Commissioned in the Royal Navy as HMS Hamilton, which was a placename common to both the UK and US. The 2 November 1940, issue of The Royal Gazette, the newspaper published in the City of Hamilton in the Imperial fortress colony of Bermuda (where the America and West Indies Station of the Royal Navy had its base at the Royal Naval Dockyard, Bermuda, and where Allied naval vessels deploying from North America to the Battle of the Atlantic completed their working up), reported this in an article titled "NEW" DESTROYER HAS NAME OF HAMILTON: Mayor Here Receives Letter From Her Commander, and began:

News has been received here of the destroyer Hamilton, one of the 50 destroyers recently acquired by Great Britain from the United States and named in honour of Bermuda's capital. Commander L. M. Shadwell, R.N., who commands the Hamilton, has written to the Mayor of Hamilton, Mr. S. P. Eve, a letter in which he says, "I thought it possible that you might be interested to have news from time to time of the ship which has the honour to bear the name of your city."
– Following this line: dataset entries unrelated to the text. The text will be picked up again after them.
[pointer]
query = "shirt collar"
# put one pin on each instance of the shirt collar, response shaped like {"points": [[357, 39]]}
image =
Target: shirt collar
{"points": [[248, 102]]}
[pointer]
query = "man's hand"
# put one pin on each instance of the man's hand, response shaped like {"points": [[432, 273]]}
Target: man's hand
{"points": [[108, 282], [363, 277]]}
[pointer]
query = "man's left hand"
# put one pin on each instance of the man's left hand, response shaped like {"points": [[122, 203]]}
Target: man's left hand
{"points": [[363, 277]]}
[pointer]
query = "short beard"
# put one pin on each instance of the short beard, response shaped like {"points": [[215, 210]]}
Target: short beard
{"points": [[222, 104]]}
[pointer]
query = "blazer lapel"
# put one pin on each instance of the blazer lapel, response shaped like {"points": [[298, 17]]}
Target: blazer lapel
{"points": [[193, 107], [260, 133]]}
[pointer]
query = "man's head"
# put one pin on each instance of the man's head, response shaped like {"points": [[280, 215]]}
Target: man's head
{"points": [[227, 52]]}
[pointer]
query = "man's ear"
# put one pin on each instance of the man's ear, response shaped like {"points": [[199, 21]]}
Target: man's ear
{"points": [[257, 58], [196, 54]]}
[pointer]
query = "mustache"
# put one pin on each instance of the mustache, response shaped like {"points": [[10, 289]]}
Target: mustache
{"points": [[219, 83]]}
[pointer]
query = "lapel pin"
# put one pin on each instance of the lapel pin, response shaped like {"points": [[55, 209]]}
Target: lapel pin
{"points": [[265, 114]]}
(The article went on to mention that the Mayor was to open a fund to supply the crew of the ship with newspapers and included the text of Shadwell's letter).

She collided with (formerly the US destroyer Maddox) at St. John's, Newfoundland and Labrador on 1 October while en route to England. Proceeding to Saint John, New Brunswick, for repairs, she went aground and suffered extensive damage. Because of a British manpower shortage, she was manned by Canadians during and after repair operations. Hamilton was modified for trade convoy escort service by removal of three of the original 4"/50 caliber guns and one of the triple torpedo tube mounts to reduce topside weight for additional depth charge stowage and installation of hedgehog anti-submarine weapon.

===Royal Canadian Navy===
Late in June 1941 she commissioned in the Royal Canadian Navy as HMCS Hamilton fitting within the Canadian practice of naming destroyers after Canadian rivers—the Hamilton River of Labrador.

Throughout her active service, she remained in North American waters, protecting convoys from St. John's to New York. On 2 August 1942, she sighted and attacked a German U-boat and, by forcing it to submerge, prevented an attack on the convoy. Declared unfit for operations 11 August 1943, she became a tender to at Annapolis, Nova Scotia. Declared surplus 1 April 1945, she decommissioned 8 June at Sydney, Nova Scotia. Hamilton departed Sydney 6 July under tow for Baltimore, Maryland, where she was sold for scrapping by the Boston Iron & Metal Company, but was lost while being towed to Baltimore.